Bannock- Let’s get this out of the way
Bannock is not a traditional Indigenous food.
Bannock is traditional to Scotland and was integrated into Indigenous cuisine when communities were no longer able to access their traditional growing and hunting territories. Known as the five white gifts, flour, sugar, lard, salt, and milk were provided to reserves by the Canadian Government to help replace the loss of traditional foods. These foods have had negative impacts on the health of Indigenous people, contributing to disproportionate rates of diabetes and heart disease within Indigenous populations.
I enjoy bannock, and its fried version known as ‘fry bread’, and have taught many people how to make it. I have incorporated it into some of my own cooking workshops, however, I am always careful to point out that it is not a traditional Indigenous food, but an excellent teaching tool to discuss issues around Indigenous food sovereignty.

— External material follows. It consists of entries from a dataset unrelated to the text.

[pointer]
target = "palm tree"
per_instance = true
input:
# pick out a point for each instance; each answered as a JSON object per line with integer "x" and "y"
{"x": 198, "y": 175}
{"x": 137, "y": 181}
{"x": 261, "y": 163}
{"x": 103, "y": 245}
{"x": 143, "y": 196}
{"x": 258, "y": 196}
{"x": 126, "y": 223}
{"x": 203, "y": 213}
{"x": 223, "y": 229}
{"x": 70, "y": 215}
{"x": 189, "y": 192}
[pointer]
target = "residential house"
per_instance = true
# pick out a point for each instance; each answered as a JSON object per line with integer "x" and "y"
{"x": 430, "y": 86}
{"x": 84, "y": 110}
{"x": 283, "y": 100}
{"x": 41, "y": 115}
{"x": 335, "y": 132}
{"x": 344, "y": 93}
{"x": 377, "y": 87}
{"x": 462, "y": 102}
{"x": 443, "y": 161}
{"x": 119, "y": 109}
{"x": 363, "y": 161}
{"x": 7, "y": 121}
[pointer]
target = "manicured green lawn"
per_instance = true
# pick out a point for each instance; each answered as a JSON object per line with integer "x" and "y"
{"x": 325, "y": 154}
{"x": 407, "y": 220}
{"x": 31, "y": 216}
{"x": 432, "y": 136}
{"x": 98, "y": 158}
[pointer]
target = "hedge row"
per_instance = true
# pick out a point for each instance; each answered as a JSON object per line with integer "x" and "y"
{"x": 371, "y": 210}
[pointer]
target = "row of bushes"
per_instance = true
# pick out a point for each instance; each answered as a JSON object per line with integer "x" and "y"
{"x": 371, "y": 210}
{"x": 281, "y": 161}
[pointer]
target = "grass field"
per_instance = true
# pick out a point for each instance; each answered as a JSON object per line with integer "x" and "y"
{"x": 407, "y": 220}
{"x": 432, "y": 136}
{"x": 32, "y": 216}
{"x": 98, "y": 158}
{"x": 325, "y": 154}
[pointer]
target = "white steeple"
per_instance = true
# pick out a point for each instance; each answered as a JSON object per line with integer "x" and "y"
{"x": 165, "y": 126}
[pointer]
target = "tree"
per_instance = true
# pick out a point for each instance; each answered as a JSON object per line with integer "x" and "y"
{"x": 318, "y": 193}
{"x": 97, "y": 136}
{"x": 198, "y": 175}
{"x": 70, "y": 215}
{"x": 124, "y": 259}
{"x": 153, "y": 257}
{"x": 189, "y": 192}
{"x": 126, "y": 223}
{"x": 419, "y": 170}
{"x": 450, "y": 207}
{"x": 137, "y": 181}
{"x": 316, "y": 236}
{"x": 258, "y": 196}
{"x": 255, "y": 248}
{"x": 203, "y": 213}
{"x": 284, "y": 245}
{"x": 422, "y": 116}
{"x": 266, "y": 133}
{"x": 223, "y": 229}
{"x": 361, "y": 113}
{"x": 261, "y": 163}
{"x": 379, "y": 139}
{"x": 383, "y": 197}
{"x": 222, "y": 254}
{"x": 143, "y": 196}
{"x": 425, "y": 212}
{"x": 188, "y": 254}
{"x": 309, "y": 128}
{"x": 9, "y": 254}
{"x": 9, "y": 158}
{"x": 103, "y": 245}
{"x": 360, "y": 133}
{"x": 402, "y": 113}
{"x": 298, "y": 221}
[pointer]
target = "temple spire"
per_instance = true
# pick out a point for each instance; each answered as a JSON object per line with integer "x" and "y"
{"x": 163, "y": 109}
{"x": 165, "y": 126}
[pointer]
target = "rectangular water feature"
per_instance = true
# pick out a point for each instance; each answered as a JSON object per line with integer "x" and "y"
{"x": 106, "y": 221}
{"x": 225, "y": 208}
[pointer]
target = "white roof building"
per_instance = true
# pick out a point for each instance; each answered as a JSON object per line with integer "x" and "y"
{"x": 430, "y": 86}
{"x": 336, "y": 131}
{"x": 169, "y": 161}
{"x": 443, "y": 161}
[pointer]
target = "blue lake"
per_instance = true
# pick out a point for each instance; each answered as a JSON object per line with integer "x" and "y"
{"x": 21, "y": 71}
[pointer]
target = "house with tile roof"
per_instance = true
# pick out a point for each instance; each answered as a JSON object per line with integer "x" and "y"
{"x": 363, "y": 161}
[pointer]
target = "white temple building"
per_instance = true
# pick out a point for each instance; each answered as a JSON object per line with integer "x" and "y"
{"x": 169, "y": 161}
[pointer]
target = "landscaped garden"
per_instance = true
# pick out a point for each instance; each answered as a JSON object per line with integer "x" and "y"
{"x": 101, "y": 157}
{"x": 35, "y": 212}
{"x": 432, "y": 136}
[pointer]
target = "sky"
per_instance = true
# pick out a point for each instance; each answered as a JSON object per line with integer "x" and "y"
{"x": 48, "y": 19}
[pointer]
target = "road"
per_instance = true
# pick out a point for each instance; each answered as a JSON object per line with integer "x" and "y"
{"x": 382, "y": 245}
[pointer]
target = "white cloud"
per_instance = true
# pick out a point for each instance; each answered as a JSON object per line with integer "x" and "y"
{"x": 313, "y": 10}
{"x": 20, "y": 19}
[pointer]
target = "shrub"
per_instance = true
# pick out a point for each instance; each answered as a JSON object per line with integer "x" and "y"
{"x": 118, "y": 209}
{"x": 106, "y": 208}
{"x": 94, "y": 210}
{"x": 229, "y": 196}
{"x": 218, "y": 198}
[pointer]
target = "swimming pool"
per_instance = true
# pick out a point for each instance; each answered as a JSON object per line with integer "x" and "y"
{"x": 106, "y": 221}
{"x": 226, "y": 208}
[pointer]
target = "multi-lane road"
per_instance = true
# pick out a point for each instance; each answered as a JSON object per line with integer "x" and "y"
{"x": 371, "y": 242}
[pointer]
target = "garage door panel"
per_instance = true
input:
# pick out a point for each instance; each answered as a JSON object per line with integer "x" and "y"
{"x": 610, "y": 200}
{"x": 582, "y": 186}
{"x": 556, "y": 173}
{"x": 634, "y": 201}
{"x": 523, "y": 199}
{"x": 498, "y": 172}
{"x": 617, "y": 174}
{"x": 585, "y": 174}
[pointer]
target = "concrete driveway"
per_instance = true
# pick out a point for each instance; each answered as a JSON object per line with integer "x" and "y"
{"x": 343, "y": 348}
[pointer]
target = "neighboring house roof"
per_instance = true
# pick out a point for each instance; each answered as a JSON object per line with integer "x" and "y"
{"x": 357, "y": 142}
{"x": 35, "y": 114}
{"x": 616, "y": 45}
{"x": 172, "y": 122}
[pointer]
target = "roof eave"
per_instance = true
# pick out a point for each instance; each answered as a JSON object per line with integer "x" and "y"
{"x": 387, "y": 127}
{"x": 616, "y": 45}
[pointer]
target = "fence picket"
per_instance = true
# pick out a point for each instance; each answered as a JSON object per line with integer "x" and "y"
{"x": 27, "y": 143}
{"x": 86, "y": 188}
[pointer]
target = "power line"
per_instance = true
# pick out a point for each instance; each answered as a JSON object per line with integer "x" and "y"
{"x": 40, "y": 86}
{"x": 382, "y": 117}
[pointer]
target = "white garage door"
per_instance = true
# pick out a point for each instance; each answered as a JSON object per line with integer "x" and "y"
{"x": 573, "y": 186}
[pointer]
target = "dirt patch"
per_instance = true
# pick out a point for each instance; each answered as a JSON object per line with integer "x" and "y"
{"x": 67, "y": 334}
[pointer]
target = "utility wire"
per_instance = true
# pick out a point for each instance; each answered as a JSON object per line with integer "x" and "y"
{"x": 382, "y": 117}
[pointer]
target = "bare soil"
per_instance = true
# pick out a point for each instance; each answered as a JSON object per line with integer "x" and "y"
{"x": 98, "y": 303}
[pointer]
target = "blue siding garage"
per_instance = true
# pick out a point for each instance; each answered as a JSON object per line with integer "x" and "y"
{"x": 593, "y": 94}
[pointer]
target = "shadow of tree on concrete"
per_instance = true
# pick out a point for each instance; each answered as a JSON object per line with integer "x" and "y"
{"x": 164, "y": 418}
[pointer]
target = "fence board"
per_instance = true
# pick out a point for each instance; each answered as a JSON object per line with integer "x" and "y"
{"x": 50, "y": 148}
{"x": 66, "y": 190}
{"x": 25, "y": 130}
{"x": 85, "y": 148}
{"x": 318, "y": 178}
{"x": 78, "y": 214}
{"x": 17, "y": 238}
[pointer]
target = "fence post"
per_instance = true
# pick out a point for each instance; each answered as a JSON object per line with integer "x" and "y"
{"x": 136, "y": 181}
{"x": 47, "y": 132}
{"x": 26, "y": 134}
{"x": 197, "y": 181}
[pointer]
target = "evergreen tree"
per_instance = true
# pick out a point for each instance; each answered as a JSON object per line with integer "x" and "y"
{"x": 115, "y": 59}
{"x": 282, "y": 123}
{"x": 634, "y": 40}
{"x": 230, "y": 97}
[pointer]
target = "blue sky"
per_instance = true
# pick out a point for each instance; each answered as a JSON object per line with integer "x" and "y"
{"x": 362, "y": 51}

My version of contemporary Indigenous cuisine
It’s really very simple… fresh ingredients that would have been available on Turtle Island (North America) prior to European contact. Incorporating the flavors of some traditionally plants and medicines into food for the purposes of health, wellness, and interesting flavor combinations.
Corn soup! Everybody believes that they make the best corn soup. Here is my offering.
This elk was made into pemmican with blueberries, and that was eventually made into a Metis dish called Rousseau, which is pemmican fried up with cubes of potato and diced onion. It was delicious.